The court determined that Wells's allegations under Title IX were adequate to allow his case to proceed to the discovery phase. In key part, the opinion reads:
Plaintiff's Complaint puts Defendants on adequate notice that he contends they have had a pattern of decision-making that has ultimately resulted in an alleged false outcome that he was guilty of rape. Whether Plaintiff can unearth adequate evidence to support such claim against further challenge remains to be seen. His Complaint, however, recounts Defendants having rushed to judgment, having failed to train [] members [of the disciplinary hearing board], having ignored the Prosecutor, having denied Plaintiff counsel, and having denied Plaintiff witnesses.

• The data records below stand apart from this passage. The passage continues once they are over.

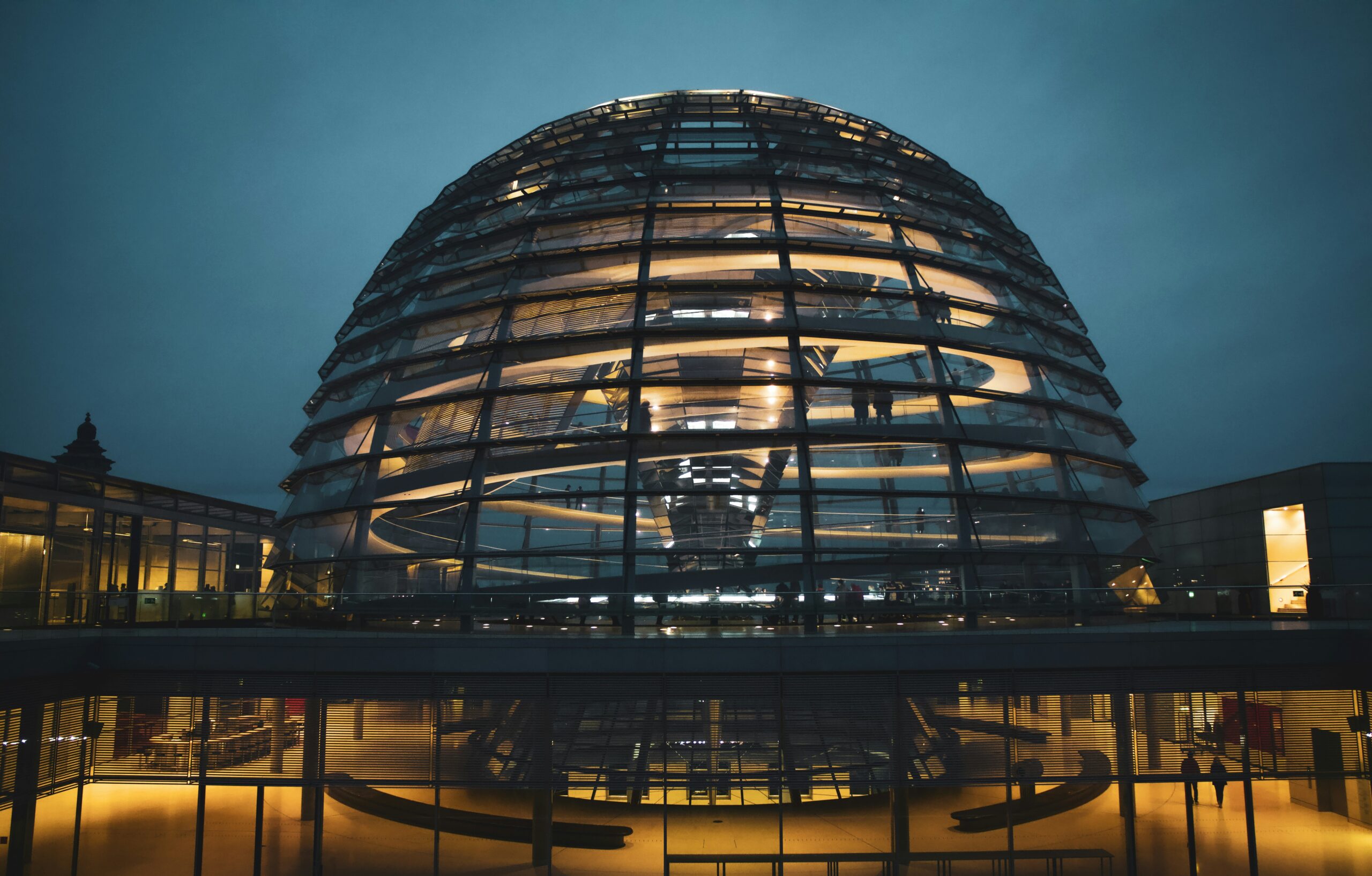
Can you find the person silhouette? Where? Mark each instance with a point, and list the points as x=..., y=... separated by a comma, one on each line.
x=883, y=402
x=1219, y=778
x=1191, y=775
x=861, y=406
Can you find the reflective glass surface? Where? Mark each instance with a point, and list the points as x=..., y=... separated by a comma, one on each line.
x=741, y=332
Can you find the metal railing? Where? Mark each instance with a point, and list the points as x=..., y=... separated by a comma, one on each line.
x=736, y=609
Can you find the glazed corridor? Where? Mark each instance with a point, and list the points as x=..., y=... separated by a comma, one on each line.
x=677, y=775
x=703, y=340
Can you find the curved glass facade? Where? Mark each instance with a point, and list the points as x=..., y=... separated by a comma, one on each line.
x=711, y=343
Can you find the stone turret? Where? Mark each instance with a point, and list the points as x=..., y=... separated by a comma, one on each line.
x=86, y=453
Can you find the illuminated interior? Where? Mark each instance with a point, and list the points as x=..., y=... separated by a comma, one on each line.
x=1289, y=558
x=635, y=361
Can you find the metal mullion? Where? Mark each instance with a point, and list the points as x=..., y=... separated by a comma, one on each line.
x=476, y=474
x=629, y=535
x=800, y=430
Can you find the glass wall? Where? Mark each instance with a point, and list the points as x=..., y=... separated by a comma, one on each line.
x=70, y=561
x=692, y=772
x=695, y=351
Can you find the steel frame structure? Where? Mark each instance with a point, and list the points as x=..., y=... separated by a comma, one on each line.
x=619, y=355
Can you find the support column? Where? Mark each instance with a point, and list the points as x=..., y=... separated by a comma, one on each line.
x=541, y=809
x=76, y=820
x=25, y=790
x=317, y=846
x=276, y=722
x=899, y=793
x=1248, y=786
x=310, y=759
x=199, y=797
x=257, y=833
x=1124, y=767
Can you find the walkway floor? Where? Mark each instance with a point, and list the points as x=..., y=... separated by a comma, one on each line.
x=150, y=828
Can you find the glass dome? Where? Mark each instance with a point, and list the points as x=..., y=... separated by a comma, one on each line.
x=706, y=343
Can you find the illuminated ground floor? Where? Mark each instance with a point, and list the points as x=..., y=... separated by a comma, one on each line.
x=143, y=828
x=317, y=753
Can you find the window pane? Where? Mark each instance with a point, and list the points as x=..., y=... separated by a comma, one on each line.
x=718, y=225
x=688, y=309
x=714, y=265
x=848, y=271
x=891, y=521
x=887, y=465
x=719, y=409
x=707, y=358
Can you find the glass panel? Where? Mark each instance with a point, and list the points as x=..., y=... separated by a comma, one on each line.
x=592, y=523
x=569, y=273
x=884, y=465
x=1017, y=472
x=438, y=424
x=797, y=195
x=848, y=271
x=1025, y=526
x=719, y=408
x=608, y=194
x=21, y=571
x=552, y=575
x=892, y=521
x=865, y=360
x=338, y=442
x=323, y=490
x=1115, y=533
x=435, y=475
x=854, y=409
x=190, y=549
x=719, y=225
x=688, y=524
x=1105, y=483
x=719, y=194
x=25, y=513
x=572, y=317
x=158, y=536
x=216, y=553
x=315, y=538
x=566, y=364
x=714, y=265
x=1076, y=390
x=1091, y=435
x=586, y=411
x=431, y=528
x=690, y=309
x=839, y=229
x=1289, y=557
x=837, y=306
x=677, y=465
x=718, y=357
x=591, y=234
x=959, y=287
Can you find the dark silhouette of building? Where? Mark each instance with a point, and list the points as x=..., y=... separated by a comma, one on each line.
x=86, y=453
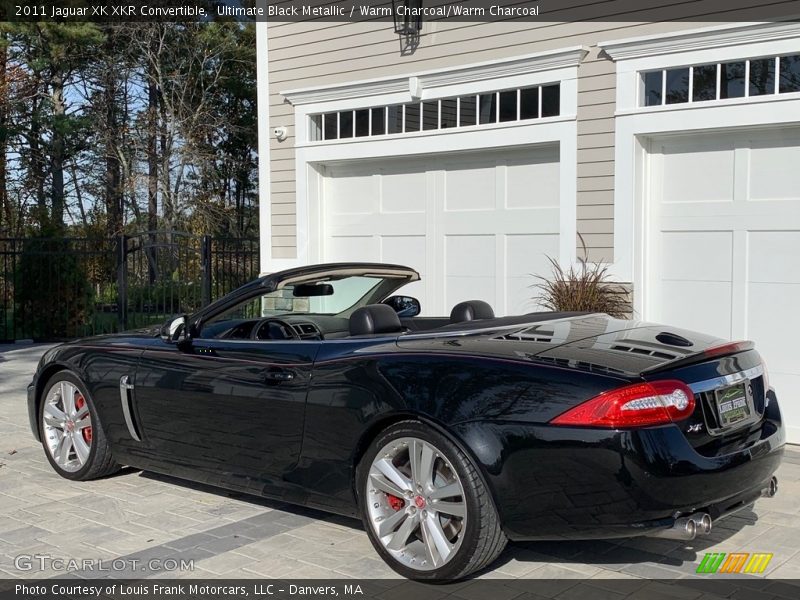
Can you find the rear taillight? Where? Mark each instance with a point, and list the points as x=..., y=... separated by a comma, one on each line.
x=637, y=405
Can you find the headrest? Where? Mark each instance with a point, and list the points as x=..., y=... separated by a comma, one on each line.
x=470, y=311
x=374, y=318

These actions came against Plaintiff, he contends, because he was a male accused of sexual assault.The court also allowed Wells's case to proceed on a second Title IX theory: that the university violated Wells's rights under Title IX because it was "deliberately indifferent" to the defects in his hearing, about which the university had actual notice. Regardless of what the facts in this case turn out to be, this aspect of Wells's claim is, in my opinion, based on a misinterpretation of Title IX case law. The actual notice/deliberate indifferent test is the test courts use for institutional liability when the underlying discrimination is not caused directly by the institution. It is only properly used in cases where the plaintiff has been the victim of harassment and assault at the hands of a student, employee, or some other relevant third party, and alleges that the university should have but didn't intervene. It is confusing and unnecessary to use a deliberate indifference theory in a case like this one, where the alleged discrimination was committed directly by the university.
The court also refused to dismiss Wells's claim of libel at this preliminary stage.
Wells v. Xavier Univ., 2014 WL 972172 (S.D. Ohio Mar. 12, 2014).